An electronically programmable Off-State breakdown voltage in LDMOS transistor with dual-dummy-gate for high voltage ESD protection

Abstract

A simulation study of the Off-State breakdown characteristics for a dual-dummy-gate SOI-LDMOS transistor is presented. The proposed device is a modification of a bulk-LDMOS transistor with a single dummy gate and two different diffused layers in the drift region. It introduces two additional dummy gates in the drift region, apart from the gate and extended drain electrode in the conventional device. The dummy gates need to be optimally biased to maximise the breakdown (VBR) and snapback voltages. 1D model modifying the 2D Poisson's equation has been proposed to analyse the 2D phenomena arising due to the perpendicular electric field originating from the dummy gate and extended-drain voltages and optimize the two dummy-gates bias.

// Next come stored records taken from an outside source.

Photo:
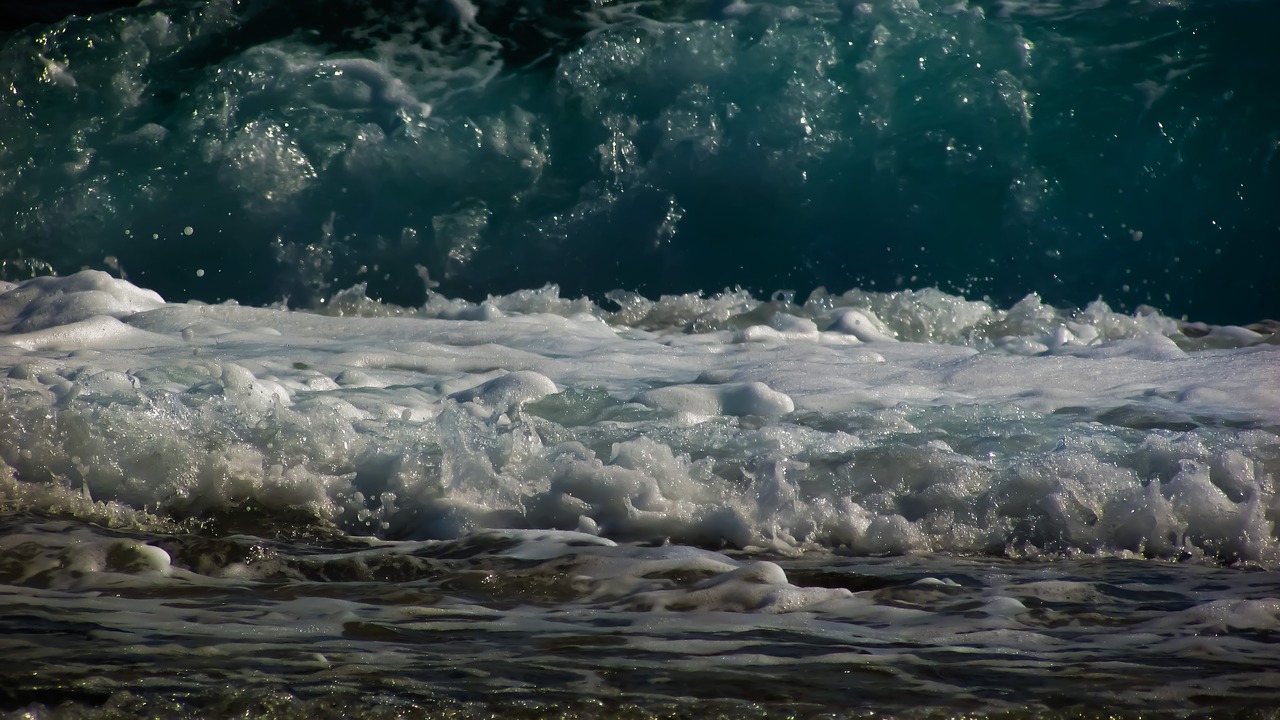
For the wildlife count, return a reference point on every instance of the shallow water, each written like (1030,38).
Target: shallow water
(696,506)
(400,393)
(530,623)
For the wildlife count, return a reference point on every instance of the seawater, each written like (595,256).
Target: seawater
(256,149)
(355,360)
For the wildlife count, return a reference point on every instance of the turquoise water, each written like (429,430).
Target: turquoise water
(1124,150)
(638,360)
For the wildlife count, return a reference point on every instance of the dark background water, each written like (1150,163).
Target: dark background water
(1125,150)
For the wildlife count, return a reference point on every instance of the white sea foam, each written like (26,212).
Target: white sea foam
(1115,436)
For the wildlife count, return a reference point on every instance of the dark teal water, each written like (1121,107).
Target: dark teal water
(1115,149)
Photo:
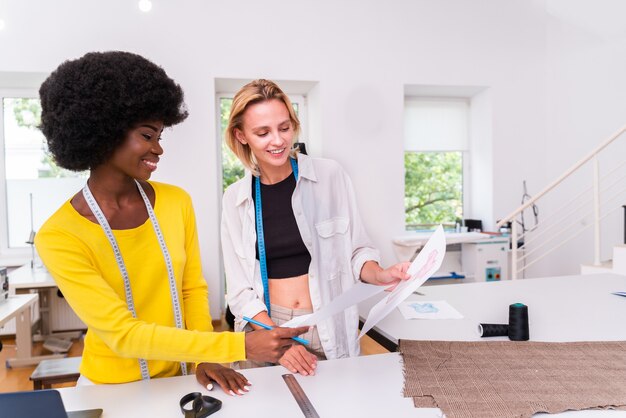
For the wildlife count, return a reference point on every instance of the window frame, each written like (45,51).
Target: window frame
(465,154)
(8,255)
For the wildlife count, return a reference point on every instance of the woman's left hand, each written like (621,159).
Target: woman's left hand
(229,380)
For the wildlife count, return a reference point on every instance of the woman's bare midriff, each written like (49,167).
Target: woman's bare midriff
(291,293)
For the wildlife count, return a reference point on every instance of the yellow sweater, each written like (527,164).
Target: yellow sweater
(78,255)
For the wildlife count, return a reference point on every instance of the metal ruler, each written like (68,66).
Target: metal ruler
(300,396)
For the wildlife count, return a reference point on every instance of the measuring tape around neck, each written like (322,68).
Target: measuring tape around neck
(95,209)
(260,235)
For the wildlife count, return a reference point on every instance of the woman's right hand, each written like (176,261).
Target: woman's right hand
(298,360)
(270,345)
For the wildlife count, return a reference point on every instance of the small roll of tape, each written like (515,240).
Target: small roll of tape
(493,330)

This approach provides an analytical solution for the Off-State VBR under the depletion condition. The model is verified with the TCAD simulations. The simulation results provide an insight into the electric field, potential distributions, and carrier concentrations in the drift region that characterizes the device performance. The impact ionization and current density contours are also included. It is found that the introduction of the two dummy gates enhances the maximum achievable VBR while it eliminates the need to have two different diffused regions that necessitate additional masks. Also, the proposed device has an intrinsic structural advantage of the reduced gate to drain capacitance due to the shielding effect of dummy gates. As the performance of the proposed device is controlled externally by the applied dummy gate voltage, the VBR is user programmable as per the requirement in electrostatic discharge (ESD) protection circuits for a sub-100 V application.